2ndary recombination occurs, where 1/40 V segments are recombined with the DJ genes. Primary RNA transcript transcribed, introns removed from pre-mRNA (splicing). The mRNA then has VDJC mRNA. Recombination of kappa and lambda light chains also occurs; if kappa fails then lambda occurs.
Which part of the antibody has the most variable structure?
The Ig heavy chains (1/40 x 1/27 x 1/6 = 1/6480)
What is the variability of Igkappa?
40 x 5 = 200
What is the variability of Iglambda?
30 x 5 = 150
What is the Ig variability value?
200 (with kappa) x 6480 = 1.3 x 10^6
How many kappa light chain genes are there?
50
How many lambda light chain genes are there?
30
How many constant genes are there for light chains?
5 for both kappa and lambda
How is V-D-J recombination mediated?
By recombinase enzymes encoded by recombination-activating genes; RAG-1 and RAG-2 which recognise the recombination signal sequence (RSS) nucleotides flanking the V,D and J gene segments.
Where do V segments have their RSS
3’ downstream
Where do D segments have their RSS?
at 5’ and 3’ flanking sites?
Where do J segments have their RSS?
upstream 5’
How many types of RSS are there?
2; heptamer (7) - nonamer (9) sequences.
What is the sequence of RSS?
5’-heptamer-unconserved spacer - nonamer - 3’ sequences.
How long are unconserved spacers?
12 or 23 nucleotides long. The length and sequence of RSS is conserved at heptamer and nonamer sequences. This 12-23 rule means that a sequence can only be recombined that has an RSS of 12bp spacer to a sequence with a 23bp spacer. There is no recombiantion between V and a J not with 2 Ds. This 12-23 rule ensures that the sequence is V-D-J.

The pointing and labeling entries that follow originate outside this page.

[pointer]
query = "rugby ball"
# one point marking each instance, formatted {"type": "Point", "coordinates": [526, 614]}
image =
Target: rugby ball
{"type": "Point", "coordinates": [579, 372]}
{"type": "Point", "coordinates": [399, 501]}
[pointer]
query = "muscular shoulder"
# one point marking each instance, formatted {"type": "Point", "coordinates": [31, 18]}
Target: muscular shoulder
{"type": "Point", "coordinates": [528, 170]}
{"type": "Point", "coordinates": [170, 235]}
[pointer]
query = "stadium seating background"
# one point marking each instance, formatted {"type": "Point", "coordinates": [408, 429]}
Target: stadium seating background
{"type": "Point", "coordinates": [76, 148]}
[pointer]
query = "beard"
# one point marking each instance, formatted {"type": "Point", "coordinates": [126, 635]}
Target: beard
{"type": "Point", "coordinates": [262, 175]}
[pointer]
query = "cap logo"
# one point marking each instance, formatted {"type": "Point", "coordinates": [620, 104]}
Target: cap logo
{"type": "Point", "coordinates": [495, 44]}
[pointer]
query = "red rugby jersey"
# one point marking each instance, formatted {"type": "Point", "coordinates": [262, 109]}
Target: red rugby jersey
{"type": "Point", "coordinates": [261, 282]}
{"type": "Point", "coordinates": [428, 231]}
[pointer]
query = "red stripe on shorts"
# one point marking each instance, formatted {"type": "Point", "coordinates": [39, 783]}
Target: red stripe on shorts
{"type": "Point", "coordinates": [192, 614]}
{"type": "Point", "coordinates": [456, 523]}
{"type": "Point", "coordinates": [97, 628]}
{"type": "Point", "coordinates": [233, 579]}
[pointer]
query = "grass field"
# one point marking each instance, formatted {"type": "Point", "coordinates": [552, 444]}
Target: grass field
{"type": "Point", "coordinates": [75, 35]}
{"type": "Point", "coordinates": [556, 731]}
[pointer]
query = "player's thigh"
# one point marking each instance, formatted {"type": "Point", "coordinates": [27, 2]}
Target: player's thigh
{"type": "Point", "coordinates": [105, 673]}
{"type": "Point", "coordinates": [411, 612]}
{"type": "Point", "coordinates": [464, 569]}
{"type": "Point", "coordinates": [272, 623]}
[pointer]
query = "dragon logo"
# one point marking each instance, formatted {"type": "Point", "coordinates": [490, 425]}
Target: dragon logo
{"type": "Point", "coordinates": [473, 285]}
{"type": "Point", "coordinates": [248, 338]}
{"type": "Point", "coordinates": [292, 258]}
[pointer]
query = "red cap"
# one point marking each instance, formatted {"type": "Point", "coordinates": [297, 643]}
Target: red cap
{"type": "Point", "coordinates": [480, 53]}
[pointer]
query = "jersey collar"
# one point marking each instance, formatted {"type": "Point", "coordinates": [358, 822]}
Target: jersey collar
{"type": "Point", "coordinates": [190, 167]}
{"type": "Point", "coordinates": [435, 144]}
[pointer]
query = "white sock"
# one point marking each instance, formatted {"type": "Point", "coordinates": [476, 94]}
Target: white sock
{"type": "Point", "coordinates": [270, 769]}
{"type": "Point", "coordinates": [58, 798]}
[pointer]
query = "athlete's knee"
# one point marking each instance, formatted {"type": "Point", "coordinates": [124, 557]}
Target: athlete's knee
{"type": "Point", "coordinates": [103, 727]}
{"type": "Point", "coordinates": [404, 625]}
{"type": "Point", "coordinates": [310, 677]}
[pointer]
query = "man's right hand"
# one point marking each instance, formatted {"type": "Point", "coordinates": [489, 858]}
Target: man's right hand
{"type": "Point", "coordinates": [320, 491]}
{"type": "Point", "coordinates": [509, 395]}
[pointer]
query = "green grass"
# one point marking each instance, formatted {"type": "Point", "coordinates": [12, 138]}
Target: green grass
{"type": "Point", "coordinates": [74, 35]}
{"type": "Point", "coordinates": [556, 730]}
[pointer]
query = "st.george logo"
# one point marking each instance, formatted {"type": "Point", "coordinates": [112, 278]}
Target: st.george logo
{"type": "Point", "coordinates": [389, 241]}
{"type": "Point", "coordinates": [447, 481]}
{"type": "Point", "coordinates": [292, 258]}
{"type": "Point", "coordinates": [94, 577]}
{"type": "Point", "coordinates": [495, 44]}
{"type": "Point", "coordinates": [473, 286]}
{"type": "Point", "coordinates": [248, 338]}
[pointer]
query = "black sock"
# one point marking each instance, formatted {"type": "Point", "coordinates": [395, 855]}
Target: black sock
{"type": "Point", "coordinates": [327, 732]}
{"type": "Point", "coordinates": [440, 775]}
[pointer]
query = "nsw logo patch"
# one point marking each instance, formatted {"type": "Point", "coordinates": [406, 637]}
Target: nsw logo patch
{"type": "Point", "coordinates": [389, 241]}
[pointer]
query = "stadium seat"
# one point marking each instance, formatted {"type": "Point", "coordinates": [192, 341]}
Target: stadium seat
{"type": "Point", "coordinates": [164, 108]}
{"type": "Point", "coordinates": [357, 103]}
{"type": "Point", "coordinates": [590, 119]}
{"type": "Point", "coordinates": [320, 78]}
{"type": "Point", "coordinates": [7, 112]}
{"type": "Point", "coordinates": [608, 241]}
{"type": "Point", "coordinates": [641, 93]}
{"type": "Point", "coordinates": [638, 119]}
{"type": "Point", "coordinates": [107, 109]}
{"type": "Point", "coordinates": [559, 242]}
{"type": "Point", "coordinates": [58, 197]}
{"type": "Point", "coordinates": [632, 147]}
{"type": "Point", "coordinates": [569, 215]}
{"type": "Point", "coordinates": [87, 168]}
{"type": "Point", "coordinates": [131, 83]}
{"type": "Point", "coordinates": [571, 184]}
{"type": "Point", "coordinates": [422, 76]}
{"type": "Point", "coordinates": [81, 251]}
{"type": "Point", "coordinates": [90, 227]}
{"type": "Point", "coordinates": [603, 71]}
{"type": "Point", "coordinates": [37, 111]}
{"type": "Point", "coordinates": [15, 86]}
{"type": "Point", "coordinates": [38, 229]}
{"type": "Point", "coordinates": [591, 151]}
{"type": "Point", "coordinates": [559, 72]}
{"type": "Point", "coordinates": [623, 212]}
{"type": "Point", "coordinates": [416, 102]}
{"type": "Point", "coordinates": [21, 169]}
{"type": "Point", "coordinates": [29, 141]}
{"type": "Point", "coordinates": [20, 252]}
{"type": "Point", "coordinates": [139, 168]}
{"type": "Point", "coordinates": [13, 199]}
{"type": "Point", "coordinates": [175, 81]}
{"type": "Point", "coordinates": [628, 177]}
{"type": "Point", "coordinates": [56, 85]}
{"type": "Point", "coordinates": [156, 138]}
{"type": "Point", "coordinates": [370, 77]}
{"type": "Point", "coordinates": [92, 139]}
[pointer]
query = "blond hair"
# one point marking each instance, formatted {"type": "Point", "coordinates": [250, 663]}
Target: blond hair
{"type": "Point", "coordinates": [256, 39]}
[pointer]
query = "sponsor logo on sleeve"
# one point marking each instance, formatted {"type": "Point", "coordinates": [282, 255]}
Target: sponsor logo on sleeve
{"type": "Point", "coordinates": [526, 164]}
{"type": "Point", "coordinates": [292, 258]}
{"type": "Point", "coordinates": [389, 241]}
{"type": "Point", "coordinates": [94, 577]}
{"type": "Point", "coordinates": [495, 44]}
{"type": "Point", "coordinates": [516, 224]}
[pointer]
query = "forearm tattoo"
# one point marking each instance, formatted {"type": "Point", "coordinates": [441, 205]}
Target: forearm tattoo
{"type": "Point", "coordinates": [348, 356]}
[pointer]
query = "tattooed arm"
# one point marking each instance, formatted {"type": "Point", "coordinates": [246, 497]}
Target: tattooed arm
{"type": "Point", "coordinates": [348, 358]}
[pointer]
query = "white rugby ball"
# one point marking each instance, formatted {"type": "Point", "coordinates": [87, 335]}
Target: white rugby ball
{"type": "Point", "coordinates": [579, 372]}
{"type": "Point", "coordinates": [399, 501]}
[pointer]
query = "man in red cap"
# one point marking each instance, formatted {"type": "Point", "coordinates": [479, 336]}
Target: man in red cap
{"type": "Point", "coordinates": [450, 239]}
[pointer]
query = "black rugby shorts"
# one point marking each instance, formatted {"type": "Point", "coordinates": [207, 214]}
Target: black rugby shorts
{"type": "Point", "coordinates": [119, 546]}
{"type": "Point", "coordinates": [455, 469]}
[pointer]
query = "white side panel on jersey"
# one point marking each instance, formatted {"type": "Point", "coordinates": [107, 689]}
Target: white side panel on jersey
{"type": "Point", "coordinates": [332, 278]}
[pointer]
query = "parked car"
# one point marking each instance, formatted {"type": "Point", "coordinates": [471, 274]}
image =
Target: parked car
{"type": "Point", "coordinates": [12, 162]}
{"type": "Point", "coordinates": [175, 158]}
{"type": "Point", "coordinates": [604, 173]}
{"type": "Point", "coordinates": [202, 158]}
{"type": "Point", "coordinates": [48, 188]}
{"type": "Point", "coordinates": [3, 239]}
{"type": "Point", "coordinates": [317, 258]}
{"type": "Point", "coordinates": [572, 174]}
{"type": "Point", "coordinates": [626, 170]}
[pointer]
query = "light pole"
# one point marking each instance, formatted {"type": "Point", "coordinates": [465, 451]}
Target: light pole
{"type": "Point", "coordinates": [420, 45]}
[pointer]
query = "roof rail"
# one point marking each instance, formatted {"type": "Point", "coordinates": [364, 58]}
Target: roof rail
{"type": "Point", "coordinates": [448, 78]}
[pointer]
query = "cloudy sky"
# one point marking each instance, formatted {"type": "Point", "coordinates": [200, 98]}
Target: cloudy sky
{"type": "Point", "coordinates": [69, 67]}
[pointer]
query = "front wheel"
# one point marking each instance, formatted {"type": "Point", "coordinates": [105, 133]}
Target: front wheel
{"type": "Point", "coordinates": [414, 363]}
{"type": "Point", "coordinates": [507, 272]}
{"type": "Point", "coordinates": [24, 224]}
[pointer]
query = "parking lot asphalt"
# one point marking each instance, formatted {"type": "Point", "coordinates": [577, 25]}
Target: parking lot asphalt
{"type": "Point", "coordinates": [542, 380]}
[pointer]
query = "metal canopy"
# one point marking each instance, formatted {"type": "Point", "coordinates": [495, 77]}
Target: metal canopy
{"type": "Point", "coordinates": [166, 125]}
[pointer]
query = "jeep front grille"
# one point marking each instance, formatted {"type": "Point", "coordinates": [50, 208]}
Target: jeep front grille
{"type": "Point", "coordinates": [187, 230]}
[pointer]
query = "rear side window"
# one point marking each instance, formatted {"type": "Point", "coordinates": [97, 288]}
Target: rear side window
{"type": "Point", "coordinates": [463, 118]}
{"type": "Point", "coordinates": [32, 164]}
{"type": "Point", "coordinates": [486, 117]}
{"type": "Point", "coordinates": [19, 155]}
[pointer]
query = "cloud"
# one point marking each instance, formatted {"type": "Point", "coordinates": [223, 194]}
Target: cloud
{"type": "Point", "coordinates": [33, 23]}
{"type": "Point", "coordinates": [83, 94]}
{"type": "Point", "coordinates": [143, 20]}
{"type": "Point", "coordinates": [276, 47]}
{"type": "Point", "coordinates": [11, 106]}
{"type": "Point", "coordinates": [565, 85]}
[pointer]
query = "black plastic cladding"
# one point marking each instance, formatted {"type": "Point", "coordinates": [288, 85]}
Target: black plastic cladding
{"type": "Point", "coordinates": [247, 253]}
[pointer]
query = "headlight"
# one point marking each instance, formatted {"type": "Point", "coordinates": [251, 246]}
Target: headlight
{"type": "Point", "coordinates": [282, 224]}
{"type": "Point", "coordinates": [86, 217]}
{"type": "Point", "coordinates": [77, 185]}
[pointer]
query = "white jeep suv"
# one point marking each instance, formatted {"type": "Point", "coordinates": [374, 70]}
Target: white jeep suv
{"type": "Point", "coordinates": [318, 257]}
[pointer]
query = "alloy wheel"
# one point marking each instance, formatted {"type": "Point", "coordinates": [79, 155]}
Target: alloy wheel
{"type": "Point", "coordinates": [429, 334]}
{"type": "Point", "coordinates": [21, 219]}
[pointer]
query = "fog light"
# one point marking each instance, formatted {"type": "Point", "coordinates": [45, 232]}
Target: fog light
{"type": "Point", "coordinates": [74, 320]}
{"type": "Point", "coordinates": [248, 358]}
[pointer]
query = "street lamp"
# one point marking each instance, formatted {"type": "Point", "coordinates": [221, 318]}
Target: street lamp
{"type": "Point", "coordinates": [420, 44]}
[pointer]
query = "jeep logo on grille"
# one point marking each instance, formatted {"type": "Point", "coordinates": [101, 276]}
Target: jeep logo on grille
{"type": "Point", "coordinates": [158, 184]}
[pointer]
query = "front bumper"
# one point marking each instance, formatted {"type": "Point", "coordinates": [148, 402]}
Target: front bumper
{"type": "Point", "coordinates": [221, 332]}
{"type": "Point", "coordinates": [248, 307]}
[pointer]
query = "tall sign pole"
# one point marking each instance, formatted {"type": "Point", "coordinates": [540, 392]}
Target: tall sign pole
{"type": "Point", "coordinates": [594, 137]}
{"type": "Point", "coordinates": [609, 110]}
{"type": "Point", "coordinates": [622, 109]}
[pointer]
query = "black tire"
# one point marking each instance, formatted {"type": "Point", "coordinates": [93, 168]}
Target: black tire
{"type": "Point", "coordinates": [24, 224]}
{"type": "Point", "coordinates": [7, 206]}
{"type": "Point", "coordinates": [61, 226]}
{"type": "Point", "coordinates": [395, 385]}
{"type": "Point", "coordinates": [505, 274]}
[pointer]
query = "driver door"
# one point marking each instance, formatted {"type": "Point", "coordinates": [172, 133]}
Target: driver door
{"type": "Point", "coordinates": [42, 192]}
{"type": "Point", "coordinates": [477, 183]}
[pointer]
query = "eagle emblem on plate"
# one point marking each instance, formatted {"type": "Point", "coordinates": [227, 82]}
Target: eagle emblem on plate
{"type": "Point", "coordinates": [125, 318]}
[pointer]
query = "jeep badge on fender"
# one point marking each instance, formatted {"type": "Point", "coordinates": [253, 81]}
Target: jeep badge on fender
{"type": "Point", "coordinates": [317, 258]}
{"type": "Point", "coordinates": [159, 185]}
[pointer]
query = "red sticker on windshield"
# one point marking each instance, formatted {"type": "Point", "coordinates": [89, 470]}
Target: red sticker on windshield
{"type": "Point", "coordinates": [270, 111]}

How does additional diversity of antibodies arise?
recombinatorial inaccuracies, N-nucleotide addition using terminal deoxynucleotidyl transferase (TdT), chain combinations, somatic hypermutation
What does class switching enable?
Allows expression of different antibody isotopes, IgM to IgE.
Are RAG-1/2 used in the recombination of heavy chains?
No, different enzymes involved.
Are there switch sequences between Cmu and Cdelta?
No, this results in IgM and IgD being constitutively expressed on naive B cells.
How is TCR diversity generated?
Multiple germ line genes. VJ and VDJ recombination, recombinatorial inaccuracies, N-nucleotide addition and chain combinations.
Can TCR diversity be generated through somatic hypermutation?
No, nor through class switch recombination.
Describe antibody structure
Fab regions; the fragment of antigen binding region and an Fc region which can be split by papain. Fc region binds to FcR. Ab heavy and light chains are folded into domains. Domains are stabilised through intra-chain disulphide bonds. The hinge region enables flexibility of two Fab regions. The Ig domain structure becomes stable through folding. 4 beta strands make 2 beta sheets which are hydrophobic and intra=chain disulphide bonds stabilises. the hypervariable regions are exposed to the exterior. In the V domain, the antigen-binding CDRs are located in Ag-binding loops at the tip of the Ab.
Can antibodies form polymers?
Yes, particularly secretory IgA; dimeric using J-chain protein. Circulating IgM can form a pentameric polymer with J chains linking.